Under the deal’s terms, Canada’s Brookfield will end up with Origin’s power generation and retailing division, which supplies about 4.5 million customer accounts. MidOcean Energy – a liquefied natural gas company formed by US-based EIG – will acquire Origin’s interest in a Queensland LNG joint venture, Australia Pacific LNG.

A consortium spokesperson said that momentum was “clearly building behind our compelling $9.53 per share offer to Origin shareholders”.

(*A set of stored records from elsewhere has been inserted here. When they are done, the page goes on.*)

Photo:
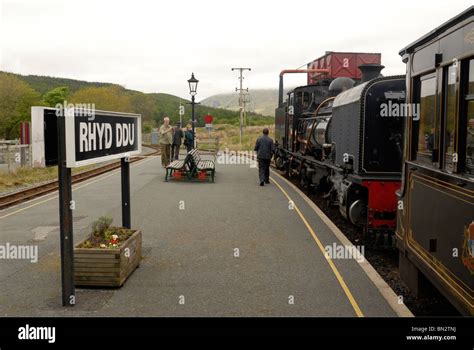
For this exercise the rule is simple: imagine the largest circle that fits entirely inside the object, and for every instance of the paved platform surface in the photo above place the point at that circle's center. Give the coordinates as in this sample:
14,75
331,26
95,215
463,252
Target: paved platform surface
190,254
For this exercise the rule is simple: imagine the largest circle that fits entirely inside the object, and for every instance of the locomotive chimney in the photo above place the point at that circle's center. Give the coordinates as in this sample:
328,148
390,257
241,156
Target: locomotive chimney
370,71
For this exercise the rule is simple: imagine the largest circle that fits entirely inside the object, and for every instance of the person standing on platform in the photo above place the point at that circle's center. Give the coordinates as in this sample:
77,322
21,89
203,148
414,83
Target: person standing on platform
265,149
166,139
177,140
189,138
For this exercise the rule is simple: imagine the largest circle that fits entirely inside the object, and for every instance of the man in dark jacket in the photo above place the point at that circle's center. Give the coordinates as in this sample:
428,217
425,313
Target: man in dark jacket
177,140
264,148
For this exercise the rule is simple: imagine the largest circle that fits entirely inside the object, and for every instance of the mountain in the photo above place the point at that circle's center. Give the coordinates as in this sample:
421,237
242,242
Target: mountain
43,84
262,101
107,96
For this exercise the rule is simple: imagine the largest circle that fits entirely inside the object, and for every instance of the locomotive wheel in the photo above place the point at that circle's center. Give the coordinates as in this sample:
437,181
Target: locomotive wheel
304,183
357,212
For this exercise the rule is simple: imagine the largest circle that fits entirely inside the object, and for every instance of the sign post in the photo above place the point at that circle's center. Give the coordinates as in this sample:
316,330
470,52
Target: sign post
71,138
65,217
125,171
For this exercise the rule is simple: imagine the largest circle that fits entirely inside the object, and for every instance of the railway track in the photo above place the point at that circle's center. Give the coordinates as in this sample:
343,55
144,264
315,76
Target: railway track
21,196
384,260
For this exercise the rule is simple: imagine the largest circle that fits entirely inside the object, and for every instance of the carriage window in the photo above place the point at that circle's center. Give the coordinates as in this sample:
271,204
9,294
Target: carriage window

“In addition to the favourable investor feedback we have received, today’s ISS recommendation represents another independent voice that supports accepting the compelling and certain value we have offered,” they said.

ISS said Brookfield and EIG’s new bid price was not based on cash flows at a weak part of the cycle, but rather on normal earnings from Origin’s energy markets business, peak earnings at its APLNG arm, and on a dramatic surge in income from Octopus Energy business in Europe.